For classic coders, SUSE 9.2 provides a preliminary version of GCC
3.3.5. which is actually 3.3.4 with bug fixes and significant testing,
as well as Perl 5.8.5 for all your scripting needs. On the server
side, SUSE 9.2 provides Apache 2.0.50, MySQL 4.0.21, PHP 4.3.8, Samba
3.0.7, and various FTP server packages. The FTP servers include one of
my favorites, pure-ftpd, which is a fast, light-weight, and secure FTP
server that provides a lot of cool functionality via a central
configuration file.
Kernel-wise, SUSE 9.2 provides kernel version 2.6.8-24-default out of
the box, which is pretty cutting-edge for a product release even
though 2.6.9 is out and 2.6.10 is due any day. Waiting for a specific
kernel version and associated feature set always reminds me of some of
my friends who always held off buying a new machine because they were
waiting for the price to come down, a faster processor, or some other
feature. I'd rather have a computer and accept that it will need to be
updated at some point--and similarly, 2.6.8-24 is fine with me.

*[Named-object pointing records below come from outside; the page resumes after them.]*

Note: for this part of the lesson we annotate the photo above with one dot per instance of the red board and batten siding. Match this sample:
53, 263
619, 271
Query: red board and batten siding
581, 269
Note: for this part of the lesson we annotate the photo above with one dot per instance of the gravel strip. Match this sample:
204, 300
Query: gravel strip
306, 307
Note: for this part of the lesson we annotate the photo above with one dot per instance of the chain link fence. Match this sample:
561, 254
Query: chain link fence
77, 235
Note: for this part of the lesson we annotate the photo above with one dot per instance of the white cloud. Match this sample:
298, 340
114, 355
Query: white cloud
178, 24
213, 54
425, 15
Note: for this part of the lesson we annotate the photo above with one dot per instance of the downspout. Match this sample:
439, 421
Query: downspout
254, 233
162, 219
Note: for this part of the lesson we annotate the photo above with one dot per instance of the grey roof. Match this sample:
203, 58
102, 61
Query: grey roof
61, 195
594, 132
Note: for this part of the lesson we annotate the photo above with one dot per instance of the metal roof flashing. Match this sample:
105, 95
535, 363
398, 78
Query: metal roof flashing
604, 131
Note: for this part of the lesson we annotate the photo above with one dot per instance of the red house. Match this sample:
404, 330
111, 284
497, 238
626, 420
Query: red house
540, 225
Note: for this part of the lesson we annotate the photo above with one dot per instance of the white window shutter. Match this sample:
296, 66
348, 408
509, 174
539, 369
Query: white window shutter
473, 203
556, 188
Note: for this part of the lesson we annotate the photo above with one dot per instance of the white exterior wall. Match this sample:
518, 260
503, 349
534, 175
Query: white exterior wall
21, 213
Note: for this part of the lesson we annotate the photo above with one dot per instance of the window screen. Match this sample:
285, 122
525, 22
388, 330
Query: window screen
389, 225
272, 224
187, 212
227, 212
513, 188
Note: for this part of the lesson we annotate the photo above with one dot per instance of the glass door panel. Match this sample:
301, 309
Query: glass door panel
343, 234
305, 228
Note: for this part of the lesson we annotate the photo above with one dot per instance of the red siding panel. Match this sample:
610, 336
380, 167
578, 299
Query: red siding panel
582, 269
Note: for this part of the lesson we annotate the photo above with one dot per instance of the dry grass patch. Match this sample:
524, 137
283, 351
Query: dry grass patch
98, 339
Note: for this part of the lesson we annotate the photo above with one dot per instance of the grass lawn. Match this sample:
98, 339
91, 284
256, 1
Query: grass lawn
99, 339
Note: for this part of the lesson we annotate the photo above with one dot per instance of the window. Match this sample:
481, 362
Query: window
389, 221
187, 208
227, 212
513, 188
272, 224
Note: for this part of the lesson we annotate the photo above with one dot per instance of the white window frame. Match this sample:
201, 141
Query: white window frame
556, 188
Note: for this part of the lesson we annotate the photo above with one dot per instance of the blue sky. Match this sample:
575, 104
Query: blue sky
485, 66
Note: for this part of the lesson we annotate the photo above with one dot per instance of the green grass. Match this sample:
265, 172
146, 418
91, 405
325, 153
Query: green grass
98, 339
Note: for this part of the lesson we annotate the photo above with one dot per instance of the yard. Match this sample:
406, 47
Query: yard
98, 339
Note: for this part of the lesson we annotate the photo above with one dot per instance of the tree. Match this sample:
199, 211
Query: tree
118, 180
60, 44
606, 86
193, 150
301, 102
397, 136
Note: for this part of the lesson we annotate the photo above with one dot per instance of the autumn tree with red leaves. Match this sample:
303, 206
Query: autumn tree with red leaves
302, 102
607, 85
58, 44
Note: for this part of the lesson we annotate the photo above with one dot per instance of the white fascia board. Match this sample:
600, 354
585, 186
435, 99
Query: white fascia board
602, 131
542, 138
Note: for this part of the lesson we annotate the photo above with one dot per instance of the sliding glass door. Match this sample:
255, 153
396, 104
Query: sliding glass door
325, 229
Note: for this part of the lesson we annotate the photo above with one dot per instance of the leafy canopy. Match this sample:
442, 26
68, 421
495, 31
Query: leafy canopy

By the time 9.2 arrived in the mail and I did my initial
installations, SUSE's online update service (think Up2Date or Red
Carpet) already had a newer kernel waiting for me, 2.6.8-24.5. This
shows the same commitment to staying current and pushing improvements
out to their customers that SUSE has always exemplified. Figure 4
shows YOU (YaST Online Update) in the process of upgrading one of my
laptops. This figure doesn't show the default look and feel, since I'd
already changed to my favorite classic RISC OS theme. What can I say--I'm old, and KDE is flexible.